Which could be in a few short minutes, if everything they had done proved inadequate to preserve her life.

“I am going to be as noble and stoic as I like,” she rebutted, “so that years down the road, you will still grow misty-eyed when you remember that impossibly valiant girl from the Sahara, before you fall face-first into your drink.”

Her words were arch, but her hand trembled in his. Suddenly, the idea of losing her became unthinkable.

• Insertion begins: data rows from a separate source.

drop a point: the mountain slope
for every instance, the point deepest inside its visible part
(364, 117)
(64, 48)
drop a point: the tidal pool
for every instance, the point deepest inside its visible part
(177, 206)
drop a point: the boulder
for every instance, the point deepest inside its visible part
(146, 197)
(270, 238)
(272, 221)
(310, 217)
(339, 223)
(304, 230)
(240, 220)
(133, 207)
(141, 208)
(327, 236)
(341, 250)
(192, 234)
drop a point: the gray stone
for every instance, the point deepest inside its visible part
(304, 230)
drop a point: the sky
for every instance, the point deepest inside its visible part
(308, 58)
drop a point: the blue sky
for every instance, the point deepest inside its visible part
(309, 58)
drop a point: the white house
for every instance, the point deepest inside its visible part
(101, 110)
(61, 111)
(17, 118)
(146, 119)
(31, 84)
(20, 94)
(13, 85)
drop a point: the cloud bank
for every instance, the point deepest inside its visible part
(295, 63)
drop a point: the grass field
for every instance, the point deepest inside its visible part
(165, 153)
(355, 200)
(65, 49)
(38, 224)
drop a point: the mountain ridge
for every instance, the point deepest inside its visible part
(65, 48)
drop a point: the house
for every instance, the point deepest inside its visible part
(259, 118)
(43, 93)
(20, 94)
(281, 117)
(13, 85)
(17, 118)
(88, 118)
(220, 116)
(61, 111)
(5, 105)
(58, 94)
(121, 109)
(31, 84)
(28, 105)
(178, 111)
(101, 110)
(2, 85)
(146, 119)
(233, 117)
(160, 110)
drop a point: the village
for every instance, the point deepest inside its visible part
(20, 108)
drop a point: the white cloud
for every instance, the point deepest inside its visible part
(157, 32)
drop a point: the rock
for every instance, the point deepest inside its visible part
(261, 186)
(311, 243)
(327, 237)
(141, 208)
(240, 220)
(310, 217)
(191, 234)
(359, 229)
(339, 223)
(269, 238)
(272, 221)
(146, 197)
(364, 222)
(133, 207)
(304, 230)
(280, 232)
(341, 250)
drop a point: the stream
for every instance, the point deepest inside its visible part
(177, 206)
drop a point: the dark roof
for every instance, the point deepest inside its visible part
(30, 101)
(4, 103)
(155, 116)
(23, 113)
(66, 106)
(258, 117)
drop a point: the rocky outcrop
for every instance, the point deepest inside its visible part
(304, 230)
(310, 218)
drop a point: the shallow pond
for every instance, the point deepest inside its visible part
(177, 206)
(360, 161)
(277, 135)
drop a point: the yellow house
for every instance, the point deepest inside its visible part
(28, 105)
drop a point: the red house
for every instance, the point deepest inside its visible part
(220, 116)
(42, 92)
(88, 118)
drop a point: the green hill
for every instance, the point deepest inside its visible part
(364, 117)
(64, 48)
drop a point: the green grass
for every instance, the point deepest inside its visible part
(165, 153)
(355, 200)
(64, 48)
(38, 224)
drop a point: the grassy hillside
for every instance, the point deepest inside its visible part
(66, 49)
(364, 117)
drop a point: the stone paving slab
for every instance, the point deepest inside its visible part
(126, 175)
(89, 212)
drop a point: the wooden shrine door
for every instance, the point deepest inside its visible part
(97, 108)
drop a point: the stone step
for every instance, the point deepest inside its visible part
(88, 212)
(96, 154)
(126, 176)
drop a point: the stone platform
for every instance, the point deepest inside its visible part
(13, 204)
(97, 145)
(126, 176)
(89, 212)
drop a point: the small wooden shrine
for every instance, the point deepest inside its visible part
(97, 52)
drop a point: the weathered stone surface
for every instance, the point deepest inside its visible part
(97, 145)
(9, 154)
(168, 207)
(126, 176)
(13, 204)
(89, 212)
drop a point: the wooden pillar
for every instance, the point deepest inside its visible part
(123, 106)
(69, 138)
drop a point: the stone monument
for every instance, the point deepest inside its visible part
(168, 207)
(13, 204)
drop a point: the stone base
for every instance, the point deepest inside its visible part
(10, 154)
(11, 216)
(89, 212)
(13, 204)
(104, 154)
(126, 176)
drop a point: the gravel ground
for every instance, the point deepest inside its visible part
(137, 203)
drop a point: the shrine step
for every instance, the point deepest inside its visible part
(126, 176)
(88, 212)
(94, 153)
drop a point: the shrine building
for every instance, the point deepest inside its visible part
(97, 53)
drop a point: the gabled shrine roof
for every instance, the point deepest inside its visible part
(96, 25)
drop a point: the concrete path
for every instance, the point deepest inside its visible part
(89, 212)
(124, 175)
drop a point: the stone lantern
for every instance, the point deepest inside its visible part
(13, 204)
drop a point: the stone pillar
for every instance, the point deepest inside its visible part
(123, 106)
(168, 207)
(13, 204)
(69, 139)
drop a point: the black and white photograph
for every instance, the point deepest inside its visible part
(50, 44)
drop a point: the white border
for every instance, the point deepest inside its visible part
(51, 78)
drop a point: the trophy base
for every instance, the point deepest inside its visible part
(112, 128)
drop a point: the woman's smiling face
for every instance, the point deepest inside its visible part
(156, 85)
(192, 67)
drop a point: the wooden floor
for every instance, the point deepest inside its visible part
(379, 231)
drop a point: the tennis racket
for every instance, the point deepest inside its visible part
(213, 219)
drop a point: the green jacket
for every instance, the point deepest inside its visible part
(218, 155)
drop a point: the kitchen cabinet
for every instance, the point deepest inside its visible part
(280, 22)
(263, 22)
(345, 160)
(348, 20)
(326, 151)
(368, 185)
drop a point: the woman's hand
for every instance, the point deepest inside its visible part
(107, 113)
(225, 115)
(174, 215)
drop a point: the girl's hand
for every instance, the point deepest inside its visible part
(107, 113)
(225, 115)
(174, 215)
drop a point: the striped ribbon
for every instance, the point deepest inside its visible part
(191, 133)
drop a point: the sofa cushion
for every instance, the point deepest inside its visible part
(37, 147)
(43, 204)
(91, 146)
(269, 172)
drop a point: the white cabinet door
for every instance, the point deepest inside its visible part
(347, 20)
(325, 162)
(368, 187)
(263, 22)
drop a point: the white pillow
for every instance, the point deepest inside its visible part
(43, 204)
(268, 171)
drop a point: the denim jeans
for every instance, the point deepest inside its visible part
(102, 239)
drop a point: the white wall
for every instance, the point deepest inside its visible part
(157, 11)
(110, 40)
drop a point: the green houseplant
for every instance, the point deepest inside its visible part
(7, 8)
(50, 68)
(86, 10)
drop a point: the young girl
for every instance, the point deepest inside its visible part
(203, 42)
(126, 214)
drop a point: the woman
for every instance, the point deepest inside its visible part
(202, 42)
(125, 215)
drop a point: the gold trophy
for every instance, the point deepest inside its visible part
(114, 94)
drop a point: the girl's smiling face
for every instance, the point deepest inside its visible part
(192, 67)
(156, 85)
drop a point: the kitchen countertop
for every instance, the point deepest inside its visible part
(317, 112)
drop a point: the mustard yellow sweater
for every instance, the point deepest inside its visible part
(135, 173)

“And you, by then a toothless crone, will smack me on the back of the head and shout at me not to fall asleep at ten o’clock in the morning.” He pulled her to him and kissed her on her cheek. “You will die, but not today, not if I have anything to say about it.”



They crawled underneath the nearest armored chariot. On the ground, the vehicle resembled a heavy-bellied bird, squat and ungainly. But armored chariots had never been about elegance, only deadliness.

Titus’s shoulders almost touched the boots of a pair of soldiers. The soldiers, despite their protective gear, had their arms raised to their faces to shield against the sandstorm, as Fairfax whipped the desert inside the blood circle into an even greater frenzy.